Air quality in the Valley improving amid growing fires


The California fires have sent smoke and pollutants into the air, that’s filtering across the state.

Air quality experts say only time will tell how much worse it will get but say the bad air can impact your health.

On Tuesday, the sky was not as blue as months before, earlier in the day there was a little haze cast over Fresno.

But it’s not all from the wildfires, just yet.

“We have a marine layer that’s coming in so we have some high clouds that are really really high above us, they’re sitting about 18-19,000 Feet, so I think that’s what we’re seeing but eventually the smoke will come in and I think we’ll be able to notice the difference,” said Cassandra Melching with San Joaquin Valley Air Pollution Control District.

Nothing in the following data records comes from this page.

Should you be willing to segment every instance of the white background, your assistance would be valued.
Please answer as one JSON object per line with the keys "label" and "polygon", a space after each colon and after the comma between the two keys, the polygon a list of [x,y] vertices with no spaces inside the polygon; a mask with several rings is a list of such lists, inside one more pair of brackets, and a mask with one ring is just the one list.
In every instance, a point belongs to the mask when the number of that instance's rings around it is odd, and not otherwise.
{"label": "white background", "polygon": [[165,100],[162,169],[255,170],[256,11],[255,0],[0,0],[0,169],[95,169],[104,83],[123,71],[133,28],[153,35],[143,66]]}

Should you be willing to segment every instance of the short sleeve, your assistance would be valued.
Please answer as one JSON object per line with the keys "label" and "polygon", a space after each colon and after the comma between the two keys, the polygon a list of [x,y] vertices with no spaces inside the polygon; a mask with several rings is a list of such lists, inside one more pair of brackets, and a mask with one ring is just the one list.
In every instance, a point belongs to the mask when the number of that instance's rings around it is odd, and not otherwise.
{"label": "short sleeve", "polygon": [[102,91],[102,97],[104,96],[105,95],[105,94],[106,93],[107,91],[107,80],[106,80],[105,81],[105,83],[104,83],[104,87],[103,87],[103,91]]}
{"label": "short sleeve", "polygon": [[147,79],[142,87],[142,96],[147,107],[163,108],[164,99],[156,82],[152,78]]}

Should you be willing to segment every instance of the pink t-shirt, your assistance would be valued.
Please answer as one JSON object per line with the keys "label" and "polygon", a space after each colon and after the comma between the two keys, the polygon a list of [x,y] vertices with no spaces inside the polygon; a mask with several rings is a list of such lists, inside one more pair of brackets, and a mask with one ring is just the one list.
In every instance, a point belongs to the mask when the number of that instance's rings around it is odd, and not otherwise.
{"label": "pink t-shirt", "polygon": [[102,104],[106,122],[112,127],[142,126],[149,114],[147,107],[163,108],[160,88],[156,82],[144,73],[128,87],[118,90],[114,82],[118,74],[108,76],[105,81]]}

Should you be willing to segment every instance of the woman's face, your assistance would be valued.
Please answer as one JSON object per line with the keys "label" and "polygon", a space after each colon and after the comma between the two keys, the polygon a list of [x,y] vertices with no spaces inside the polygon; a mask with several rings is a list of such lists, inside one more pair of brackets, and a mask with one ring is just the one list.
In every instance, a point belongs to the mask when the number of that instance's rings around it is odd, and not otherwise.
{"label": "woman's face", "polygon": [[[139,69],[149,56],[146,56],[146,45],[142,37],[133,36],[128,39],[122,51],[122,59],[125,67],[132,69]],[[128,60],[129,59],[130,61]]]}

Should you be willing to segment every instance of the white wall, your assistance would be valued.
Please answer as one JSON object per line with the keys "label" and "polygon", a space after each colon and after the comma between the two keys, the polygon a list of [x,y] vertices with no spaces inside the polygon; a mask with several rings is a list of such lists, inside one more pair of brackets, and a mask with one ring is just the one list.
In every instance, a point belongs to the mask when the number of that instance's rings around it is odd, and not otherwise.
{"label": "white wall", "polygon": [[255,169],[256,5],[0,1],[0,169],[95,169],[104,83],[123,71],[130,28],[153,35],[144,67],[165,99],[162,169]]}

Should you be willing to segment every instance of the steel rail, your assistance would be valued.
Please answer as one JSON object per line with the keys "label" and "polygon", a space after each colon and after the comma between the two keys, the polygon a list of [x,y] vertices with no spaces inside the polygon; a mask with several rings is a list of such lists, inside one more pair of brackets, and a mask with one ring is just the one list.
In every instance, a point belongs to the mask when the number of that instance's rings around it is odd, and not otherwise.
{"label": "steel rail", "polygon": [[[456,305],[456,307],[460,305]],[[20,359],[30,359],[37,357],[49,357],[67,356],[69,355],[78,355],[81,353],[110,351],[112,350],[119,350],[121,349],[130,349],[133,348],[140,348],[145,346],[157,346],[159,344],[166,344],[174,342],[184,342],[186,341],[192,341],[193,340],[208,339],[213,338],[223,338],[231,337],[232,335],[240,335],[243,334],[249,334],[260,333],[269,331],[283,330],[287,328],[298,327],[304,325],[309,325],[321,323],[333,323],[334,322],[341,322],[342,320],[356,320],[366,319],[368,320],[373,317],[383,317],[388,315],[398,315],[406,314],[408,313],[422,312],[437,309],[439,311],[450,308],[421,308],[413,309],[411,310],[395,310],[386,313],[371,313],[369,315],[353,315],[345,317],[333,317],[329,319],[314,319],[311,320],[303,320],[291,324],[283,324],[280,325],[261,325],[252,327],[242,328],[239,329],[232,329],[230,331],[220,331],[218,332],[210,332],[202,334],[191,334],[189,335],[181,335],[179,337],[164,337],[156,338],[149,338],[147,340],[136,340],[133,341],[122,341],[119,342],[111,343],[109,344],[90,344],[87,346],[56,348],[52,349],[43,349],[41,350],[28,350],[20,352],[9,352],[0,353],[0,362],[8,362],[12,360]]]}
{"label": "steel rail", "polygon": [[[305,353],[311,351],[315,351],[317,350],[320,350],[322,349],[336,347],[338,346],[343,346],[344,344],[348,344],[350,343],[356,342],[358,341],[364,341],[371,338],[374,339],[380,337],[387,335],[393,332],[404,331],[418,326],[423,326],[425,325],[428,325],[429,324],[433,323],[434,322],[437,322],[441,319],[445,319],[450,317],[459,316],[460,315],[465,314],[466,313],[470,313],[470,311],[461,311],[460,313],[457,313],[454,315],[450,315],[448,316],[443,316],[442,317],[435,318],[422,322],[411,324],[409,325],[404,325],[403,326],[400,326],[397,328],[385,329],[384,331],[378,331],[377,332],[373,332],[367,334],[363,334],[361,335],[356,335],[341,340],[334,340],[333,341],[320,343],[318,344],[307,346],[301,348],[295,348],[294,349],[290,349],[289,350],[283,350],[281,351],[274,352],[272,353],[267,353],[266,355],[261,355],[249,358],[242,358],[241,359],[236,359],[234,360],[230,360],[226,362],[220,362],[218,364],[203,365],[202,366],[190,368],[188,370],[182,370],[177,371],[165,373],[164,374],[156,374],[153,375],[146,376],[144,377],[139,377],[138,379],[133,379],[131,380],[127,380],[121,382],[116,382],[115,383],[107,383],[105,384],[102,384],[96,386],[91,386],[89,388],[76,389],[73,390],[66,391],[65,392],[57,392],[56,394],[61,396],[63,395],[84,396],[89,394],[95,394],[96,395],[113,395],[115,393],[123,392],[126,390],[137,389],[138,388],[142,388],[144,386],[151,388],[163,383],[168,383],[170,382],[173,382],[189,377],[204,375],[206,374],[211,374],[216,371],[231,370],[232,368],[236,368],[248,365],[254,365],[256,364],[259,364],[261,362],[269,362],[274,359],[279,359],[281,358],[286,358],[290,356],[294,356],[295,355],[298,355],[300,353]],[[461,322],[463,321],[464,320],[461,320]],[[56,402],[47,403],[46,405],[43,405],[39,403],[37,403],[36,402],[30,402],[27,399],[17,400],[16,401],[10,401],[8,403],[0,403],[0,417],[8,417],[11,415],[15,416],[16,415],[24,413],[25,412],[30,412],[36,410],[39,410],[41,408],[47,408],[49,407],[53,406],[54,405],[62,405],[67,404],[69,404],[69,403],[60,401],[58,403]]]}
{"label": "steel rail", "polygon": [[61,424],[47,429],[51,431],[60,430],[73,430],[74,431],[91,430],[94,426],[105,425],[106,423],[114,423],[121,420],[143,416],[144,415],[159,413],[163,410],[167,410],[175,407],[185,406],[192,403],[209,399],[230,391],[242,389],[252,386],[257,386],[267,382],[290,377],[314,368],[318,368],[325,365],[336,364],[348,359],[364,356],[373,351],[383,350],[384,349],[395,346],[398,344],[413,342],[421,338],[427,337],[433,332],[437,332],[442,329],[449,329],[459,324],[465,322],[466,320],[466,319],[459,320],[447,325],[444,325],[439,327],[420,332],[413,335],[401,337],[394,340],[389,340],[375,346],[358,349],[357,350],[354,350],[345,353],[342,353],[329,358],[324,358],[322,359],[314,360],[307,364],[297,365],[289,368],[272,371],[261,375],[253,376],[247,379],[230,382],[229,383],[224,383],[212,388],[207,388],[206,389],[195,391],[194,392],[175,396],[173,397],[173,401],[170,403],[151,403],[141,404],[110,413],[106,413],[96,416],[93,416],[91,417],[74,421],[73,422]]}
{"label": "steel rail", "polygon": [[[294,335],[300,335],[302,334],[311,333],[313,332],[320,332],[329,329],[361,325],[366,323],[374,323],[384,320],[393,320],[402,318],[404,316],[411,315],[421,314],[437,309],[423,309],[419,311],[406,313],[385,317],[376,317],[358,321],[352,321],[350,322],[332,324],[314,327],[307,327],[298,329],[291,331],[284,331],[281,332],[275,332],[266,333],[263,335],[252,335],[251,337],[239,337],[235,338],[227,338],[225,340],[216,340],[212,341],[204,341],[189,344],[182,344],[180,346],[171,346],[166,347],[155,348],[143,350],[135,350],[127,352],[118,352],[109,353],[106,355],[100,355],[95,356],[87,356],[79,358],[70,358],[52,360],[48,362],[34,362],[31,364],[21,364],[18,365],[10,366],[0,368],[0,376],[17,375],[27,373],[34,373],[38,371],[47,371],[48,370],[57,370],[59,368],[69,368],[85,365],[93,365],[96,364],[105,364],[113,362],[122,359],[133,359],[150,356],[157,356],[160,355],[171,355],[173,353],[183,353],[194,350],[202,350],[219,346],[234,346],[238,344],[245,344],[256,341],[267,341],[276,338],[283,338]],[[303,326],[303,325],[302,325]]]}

The San Joaquin Valley Air Pollution Control District said the smoke we will be seeing here in the Valley will mostly come from the Camp Fire burning in Butte County.

“It is producing a lot of PM 2.5’s smoke into our atmosphere and what we’re seeing at this time our northern San Joaquin counties are being inundated with smoke,” Melching said. 

She said the Particulate Matter level of 2.5 is super small and the most dangerous because you cannot tell if or when you inhale it.

“It can get into your blood stream and once it gets there it wreaks all havoc, it can bring on stoke, even heart attacks, people that have asthma will definitely feel tightness in the chest and have a hard time breathing,” Melching said.

It can also have an impact on student athletes. But right now, Fresno State, Clovis Unified and Fresno Unified say they haven’t had any reason to cancel practices or games both here or out of town.

“We have not been affected by the air quality but we are monitoring the air quality website that’s run by the San Joaquin Valley Air Control District and if there’s any changes of course then we will take necessary action,” said Brett Mar, athletic manager with Fresno Unified School District.

The air district said certain counties are under a “no burn” order due to the air not being able to handle any more particulates.

Dr. A.M. Aminian with the Allergy Institute in Fresno says if you do not have to be outside, it’s best to stay indoors. 

He says to keep windows shut and suggest nasal rinses to help you breathe better.

The air district also wants to remind residents to change out their A/C filter at home as well as in the car.